Cats who are in heat can be spayed, but there is an increased risk because the blood supply to the uterus is increased.  The surgery requires a bit more care.  If your cat goes into heat before she is spayed, discuss it with your vet.

If your cat is an adult, the best time to spay is now.  The sooner cats are spayed, the fewer health problems they will have later.

The “One Litter” Myth
Some cat owners mistakenly believe that a cat should have one litter before she is spayed.  This is just a myth.  There are no advantages to allowing your cat to have a litter before spaying her.  In fact, there are decided disadvantages:

  • Cats who are spayed before their first heat get the most risk reduction for breast cancer.
  • Pregnancy and childbirth carry health risks for your cat.
  • If she has a litter, you have to suffer through her being in heat first.
  • It is expensive to raise a litter of kittens, and it is not always easy to place the kittens in good homes.

Preparing for Surgery
Spaying is major surgery, and your cat will have a general anaesthetic.  To prevent vomiting or choking during surgery, her stomach should be empty.  Remove her food and water the night before her surgery, and keep her indoors so she can’t hunt.

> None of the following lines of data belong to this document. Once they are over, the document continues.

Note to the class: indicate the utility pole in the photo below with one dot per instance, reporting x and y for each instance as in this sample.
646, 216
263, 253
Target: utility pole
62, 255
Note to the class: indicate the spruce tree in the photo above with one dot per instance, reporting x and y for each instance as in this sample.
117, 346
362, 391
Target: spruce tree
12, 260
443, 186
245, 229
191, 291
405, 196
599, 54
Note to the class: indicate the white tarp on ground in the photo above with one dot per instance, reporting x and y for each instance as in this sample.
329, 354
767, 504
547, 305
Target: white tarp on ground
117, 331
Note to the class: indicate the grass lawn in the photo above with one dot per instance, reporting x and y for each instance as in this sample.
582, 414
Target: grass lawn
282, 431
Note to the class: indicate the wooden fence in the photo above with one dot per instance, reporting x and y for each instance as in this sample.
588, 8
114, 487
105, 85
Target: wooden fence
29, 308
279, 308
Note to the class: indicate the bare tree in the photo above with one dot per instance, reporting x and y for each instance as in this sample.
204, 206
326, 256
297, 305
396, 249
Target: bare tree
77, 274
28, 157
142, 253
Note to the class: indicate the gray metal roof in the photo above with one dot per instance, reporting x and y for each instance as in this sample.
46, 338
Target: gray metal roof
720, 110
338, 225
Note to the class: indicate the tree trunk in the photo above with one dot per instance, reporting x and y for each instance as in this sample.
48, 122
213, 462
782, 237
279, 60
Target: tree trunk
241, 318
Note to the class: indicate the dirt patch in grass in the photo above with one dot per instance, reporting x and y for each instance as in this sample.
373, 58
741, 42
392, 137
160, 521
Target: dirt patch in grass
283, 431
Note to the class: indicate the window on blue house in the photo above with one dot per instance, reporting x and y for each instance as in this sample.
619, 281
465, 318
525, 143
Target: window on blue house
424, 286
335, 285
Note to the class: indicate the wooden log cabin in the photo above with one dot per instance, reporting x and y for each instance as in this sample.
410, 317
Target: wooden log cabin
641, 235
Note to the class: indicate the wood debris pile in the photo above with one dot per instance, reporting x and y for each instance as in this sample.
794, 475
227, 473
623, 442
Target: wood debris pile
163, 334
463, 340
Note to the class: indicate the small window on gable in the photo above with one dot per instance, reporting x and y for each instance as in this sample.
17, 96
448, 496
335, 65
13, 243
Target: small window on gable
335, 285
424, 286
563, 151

If your cat has not had her vaccinations or been microchipped, it is convenient to do it at the same time she is spayed.

Caring for Your Cat After Surgery
Your cat will probably be sleepy when you take her home.  She will have received pain medicine to keep her comfortable, and that makes her sleepy.  Here are specific instructions for taking care of your cat after surgery:

  • Keep her inside in a warm, quiet environment for the first night.  She will need to use a litter box.
  • She can have food and water the evening after surgery, but she may not be interested in it.
  • If she is not fully awake and eating normally by the day after surgery, please notify your vet.
  • Every cat recovers differently.  Let her decide how much activity she wants to do over the next few days.
  • Treat her with extra gentleness until she has healed.  Limit contact with other pets and young children.
  • Your cat has intra-dermal sutures, which are placed under the skin.  The sutures do not need to be removed, and your cat cannot chew them out.
  • Check her surgery site every day for the next few days.  If you notice redness or excessive swelling around the wound, drainage from the wound or opening of the wound take her to the veterinary clinic.
  • Call your vet if you have any questions or concerns.